Le blog du Pr Gilles Pialoux – Infectiologue

La société française Biosantech a annoncé en conférence de presse avoir obtenu des résultats « très prometteurs » avec son vaccin thérapeutique anti-VIH, à base de Tat (Tat-oyi), un vaccin qu’elle développe depuis plusieurs années à grands renforts médiatiques.
Ce résultat contre placebo mené à l’hôpital de la Timone à Marseille chez 46 patients est à paraitre dans la revue Retrovirology. L’essai est basé sur le principe que la réponse anti-Tat, gène important du VIH, pourrait aider les CTL, lymphocytes T cytoxiques, à purger les réservoirs viraux chez les patients maintenus en contrôle virologique par les traitements classiques et permettre éventuellement des fenêtres thérapeutiques.
C’est un essai de phase IIA, de tolérance, d’efficacité et de capacité à maintenir le contrôle virologique lors de la fenêtre thérapeutique prévue dans cet essai, à l’arrêt des antirétroviraux. L’étude compte 4 groupes randomisés 1 :1 avec un groupe placebo pour une douzaine de patients, un groupe à 11 microgrammes de vaccin Tat, un groupe à 33 µg et un groupe à 99 µg.

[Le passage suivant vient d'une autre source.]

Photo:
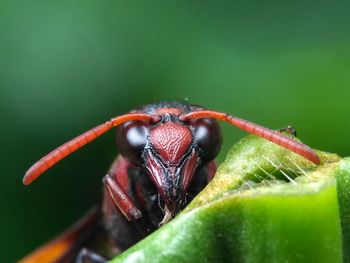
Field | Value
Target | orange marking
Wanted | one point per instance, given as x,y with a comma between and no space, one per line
258,130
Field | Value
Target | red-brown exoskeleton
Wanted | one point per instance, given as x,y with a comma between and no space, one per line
167,153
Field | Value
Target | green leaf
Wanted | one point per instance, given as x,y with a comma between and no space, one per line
265,204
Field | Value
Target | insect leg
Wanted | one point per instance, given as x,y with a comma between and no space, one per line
289,129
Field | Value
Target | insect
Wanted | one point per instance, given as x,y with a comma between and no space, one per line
167,153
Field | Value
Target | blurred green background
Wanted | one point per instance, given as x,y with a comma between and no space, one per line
67,66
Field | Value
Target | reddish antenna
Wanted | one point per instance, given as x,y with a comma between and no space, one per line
71,146
258,130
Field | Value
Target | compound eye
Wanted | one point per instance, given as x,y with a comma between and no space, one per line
207,135
132,139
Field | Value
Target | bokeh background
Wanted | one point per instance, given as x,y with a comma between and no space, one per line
67,66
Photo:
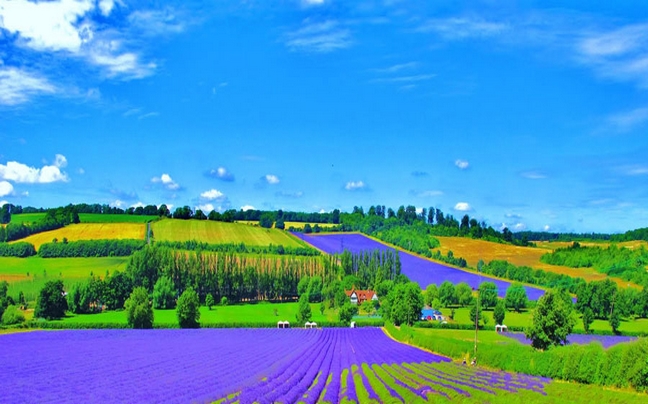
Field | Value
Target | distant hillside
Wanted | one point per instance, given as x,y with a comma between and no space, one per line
220,232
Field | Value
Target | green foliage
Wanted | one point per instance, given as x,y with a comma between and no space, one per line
12,315
499,313
430,295
552,320
346,313
447,294
91,248
516,297
20,250
51,303
139,313
463,294
488,294
209,301
304,313
188,310
164,294
403,304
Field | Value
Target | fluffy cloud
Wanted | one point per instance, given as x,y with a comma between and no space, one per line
462,164
5,188
212,194
271,179
222,174
166,181
22,173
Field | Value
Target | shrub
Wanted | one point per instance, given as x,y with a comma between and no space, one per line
188,310
139,313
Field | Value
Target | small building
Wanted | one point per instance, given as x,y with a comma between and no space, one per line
357,296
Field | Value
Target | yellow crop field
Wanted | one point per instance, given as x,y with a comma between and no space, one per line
90,231
473,250
220,232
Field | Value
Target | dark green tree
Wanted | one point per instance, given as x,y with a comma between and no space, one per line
552,321
303,309
499,312
209,301
51,302
164,294
139,312
188,309
488,294
516,297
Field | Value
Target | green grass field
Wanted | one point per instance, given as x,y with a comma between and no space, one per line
523,319
101,218
30,274
26,218
220,232
262,312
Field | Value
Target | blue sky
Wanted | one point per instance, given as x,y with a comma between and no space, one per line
531,115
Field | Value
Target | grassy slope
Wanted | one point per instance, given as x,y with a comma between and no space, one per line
250,313
220,232
473,250
30,274
90,231
523,319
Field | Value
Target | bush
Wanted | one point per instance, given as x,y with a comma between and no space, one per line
51,303
188,310
12,315
139,313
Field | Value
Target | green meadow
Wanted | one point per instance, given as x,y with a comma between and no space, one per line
30,274
220,232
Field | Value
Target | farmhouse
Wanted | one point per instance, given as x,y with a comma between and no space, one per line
360,296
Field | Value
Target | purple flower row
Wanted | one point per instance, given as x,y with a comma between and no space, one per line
580,339
420,270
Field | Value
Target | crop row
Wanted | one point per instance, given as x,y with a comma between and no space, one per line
235,365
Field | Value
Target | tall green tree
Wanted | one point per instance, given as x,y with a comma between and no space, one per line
188,309
51,302
552,321
488,294
499,312
164,293
139,312
516,297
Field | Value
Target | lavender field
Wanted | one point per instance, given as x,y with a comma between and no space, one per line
418,269
580,339
237,365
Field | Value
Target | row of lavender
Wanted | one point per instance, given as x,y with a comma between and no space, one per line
418,269
244,365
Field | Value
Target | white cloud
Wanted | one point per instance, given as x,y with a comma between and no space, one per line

La population est bien ciblée : > 600 CD4, Nadir CD4 > 300, contrôlés depuis 5 années en moyenne avec un traitement ARV efficace et sans co-infection ou autre facteur d’inflammation susceptible de compliquer l’analyse des données.
La méthodologie consiste en 3 injections intradermiques à M0, M1 et M2. Pour une fenêtre thérapeutique antirétrovirale à M5, refermée à M7, (reprise du traitement) sachant que les patients pouvaient reprendre leur traitement ARV si leur charge virale ARN était > 100 copies.
La première information apportée par ce travail est que ce vaccin anti-Tat est très bien toléré : un seul évènement potentiellement lié au vaccin est rapporté (névralgie faciale).
Au plan de l’efficacité, seulement 10 des 46 patients de cet essai ont pu maintenir les 2 mois de fenêtre thérapeutique, les trois quart ont repris le traitement antirétroviral dès le 6 me mois à cause de la montée de la charge virale VIH.
« Nul n’est immunisé contre la dérive de communication grand public »
Il n’y a aucune différence significative qu’il s’agisse d’ARN du VIH ou de quantification de l’ADN pro-viral chez ces patients entre les trois groupes de doses différentes de vaccin et le groupe placebo sur ces deux marqueurs essentiels du VIH. Par conséquent, contrairement à la communication grand public qui a été faite, l’objectif primaire d’efficacité n’est donc pas atteint.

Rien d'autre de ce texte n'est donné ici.